I was more than a little surprised to receive a reply within the hour:
“I was only telling you who my favourite band was.”
I was blocked the very next minute!
- Andy, 2009
Change of heart
I’d almost given up hope of finding true love when I rejoined Solely Mates in late 2013. The real world hadn’t delivered anyone I fancied who fancied me back, and my previous foray into the virtual world had, with one notable exception, come up empty.
And to begin with, it looked as though this stint on a dating site was going to whiff too. I favourited some people, and put out feelers to the dozen or so most promising candidates, but not one replied. Even the one or two brave souls who favourited me failed to respond to my missives. When my membership expired after three months, I hadn’t had a single message or been on a single date.

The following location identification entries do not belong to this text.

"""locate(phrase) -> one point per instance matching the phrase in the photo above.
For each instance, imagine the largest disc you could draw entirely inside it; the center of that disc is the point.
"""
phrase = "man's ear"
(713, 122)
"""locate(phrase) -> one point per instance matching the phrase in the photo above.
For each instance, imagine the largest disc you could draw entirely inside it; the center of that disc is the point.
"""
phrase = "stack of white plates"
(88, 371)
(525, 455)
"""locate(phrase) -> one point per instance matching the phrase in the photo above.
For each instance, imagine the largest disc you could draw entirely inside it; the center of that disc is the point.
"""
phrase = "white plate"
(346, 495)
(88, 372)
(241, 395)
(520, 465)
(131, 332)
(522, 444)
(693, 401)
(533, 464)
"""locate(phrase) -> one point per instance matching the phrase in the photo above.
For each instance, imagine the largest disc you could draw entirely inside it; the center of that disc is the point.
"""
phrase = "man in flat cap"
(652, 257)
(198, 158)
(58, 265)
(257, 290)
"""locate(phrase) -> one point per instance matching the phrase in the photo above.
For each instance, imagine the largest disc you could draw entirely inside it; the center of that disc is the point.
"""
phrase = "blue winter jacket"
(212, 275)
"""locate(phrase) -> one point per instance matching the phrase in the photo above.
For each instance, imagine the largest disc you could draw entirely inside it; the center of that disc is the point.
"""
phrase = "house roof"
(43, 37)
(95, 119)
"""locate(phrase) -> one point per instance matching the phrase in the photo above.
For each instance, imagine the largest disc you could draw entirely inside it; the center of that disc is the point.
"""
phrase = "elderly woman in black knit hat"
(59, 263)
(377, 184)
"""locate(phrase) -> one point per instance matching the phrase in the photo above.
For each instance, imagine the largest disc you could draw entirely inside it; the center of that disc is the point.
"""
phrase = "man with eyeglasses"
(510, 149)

Then, the very next morning, an email arrived. “You have a message on Solely Mates!”
I logged on and read it. It was from NotBridgetJones. “Hey, AndyB! Your profile made me laugh. Do you fancy meeting up some time?”
Now, when your membership on this site runs out, your profile remains live, and you can still receive messages. You cannot, however, send any. But NotBridgetJones seemed friendly and cute, so with a mixture of reluctance and excitement, I shelled out £70 for another three-month membership, and fired off a reply.
Two hours later, she got back to me. “Sorry, I changed my mind.”
Now I’ve completely given up hope of finding true love!
- Andy, 2014
♥ There’s an unfathomably large set of data out there pertaining to online dating. The vast majority of it, though, comes from dating websites themselves, and should thus be taken with a Dead Sea-sized pinch of salt. Here, anyway, are a few choice nuggets.
• A 2010 survey by MSNBC found that around one-third of the users of internet dating sites were married.
• In 2011, US users of dating sites lost $50m to romance scammers.
• According to research by a company called SNAP Interactive in 2013, the average straight man on a dating website will have to send 25 messages to women his own age in order to procure a single response. The average straight woman, meanwhile, will only have to send five.
• In 2012, a study led by Harry Reis, a professor of psychology at Rochester University, concluded that more couples were getting together online than by any other method, save meeting through friends. (He also warned, however, that the medium has its dangers; that skimming over hundreds of potential mates can promote a ‘shopping’ mentality, resulting in single people becoming excessively picky. Told you so!)
• A study in 2013 found that people who met online were (marginally) more likely to be happy and to stay together than those who met through more traditional channels. The research was funded by eHarmony.
• Oh, and then there’s this 2005 press release by match.com, containing two facts that sound quite impressive separately, but together, don’t quite have the same effect:
“Last year alone, more than 500,000 singles found meaningful relationships through Match.com’s online personals and singles ads. Match.com … today serves more than 15 million singles in 240 countries!”
In other words, if you use an online dating service, the time it will take you, on average, to find the person of your dreams is just … 30 years. (A separate anaylsis of match.com’s figures by the people at PlentyOfFish concluded that one in every 1,369 dates with the company led to marriage. Assuming one date per week, that’s 26.3 years.)